Some contestants were left in tears this week.

Anna O'Rourke

Have you been watching?

A writer and education expert has criticised Channel 4’s programme Child Genius for exploiting kids.

The current series of the show sees children between the ages of eight and 12 compete against each other in tense rounds of questioning in front of a live studio audience to be named Britain’s cleverest child.

Wendy Berliner, whose books include Great Minds and How to Grow Them, is joint CEO of the UK’S Education Media Centre.

She told The Guardian that the show horrifies her “for same reason that I’m horrified by circuses, beauty pageants or anything that appears to exploit animals or children.”

“These children have been drilled to perform, there’s no creativity in what these children are being asked to do.

“Instead, they’re being put in a situation where they’re running out of the competition room in tears because they haven’t memorised an abstract and meaningless list as well as they’d like to have done.”

The pressure of the show has caused a number of contestants to crumble, including 11-year-old Joshua, who left the stage crying on Thursday night’s episode when he didn’t do as well as he had hoped in a task where he had to memorise a sequence of cards.

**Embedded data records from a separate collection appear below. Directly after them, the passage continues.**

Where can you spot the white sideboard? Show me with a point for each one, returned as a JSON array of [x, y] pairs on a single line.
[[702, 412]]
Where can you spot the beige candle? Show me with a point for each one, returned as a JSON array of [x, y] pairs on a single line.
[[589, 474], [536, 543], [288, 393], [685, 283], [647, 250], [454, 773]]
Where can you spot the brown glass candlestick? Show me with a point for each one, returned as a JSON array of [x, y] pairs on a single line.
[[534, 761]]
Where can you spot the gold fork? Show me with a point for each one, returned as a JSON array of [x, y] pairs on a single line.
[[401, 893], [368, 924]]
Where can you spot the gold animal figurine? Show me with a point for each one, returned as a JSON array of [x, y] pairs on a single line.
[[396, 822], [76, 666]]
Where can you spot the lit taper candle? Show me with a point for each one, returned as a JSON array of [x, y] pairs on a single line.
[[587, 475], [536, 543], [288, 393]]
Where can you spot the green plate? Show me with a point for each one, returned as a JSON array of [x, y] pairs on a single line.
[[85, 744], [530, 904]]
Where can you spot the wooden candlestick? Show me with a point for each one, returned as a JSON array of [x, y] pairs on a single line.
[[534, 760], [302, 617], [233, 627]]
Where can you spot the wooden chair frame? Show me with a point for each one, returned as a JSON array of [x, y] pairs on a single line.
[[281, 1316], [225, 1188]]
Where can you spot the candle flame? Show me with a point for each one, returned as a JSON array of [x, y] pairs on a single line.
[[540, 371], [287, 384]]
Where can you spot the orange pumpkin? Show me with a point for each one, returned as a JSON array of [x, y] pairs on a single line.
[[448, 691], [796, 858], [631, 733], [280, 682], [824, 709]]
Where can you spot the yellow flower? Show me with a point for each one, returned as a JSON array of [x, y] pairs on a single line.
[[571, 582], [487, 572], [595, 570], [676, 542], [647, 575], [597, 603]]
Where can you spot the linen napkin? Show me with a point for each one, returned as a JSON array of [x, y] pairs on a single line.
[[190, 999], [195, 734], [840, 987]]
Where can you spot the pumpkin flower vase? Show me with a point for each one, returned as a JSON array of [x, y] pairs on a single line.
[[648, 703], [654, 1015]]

He was asked to recall the sequence of two packs of cards but stumbled after ten and was knocked out of the competition.

A number of other children were shown in tears during that episode after struggling with questions.

The show also dealt with a cheating scandal during the week when one mum accused other parents of attempting to mouth answers to their children from the audience, though an adjudicator ruled that no cheating had taken place.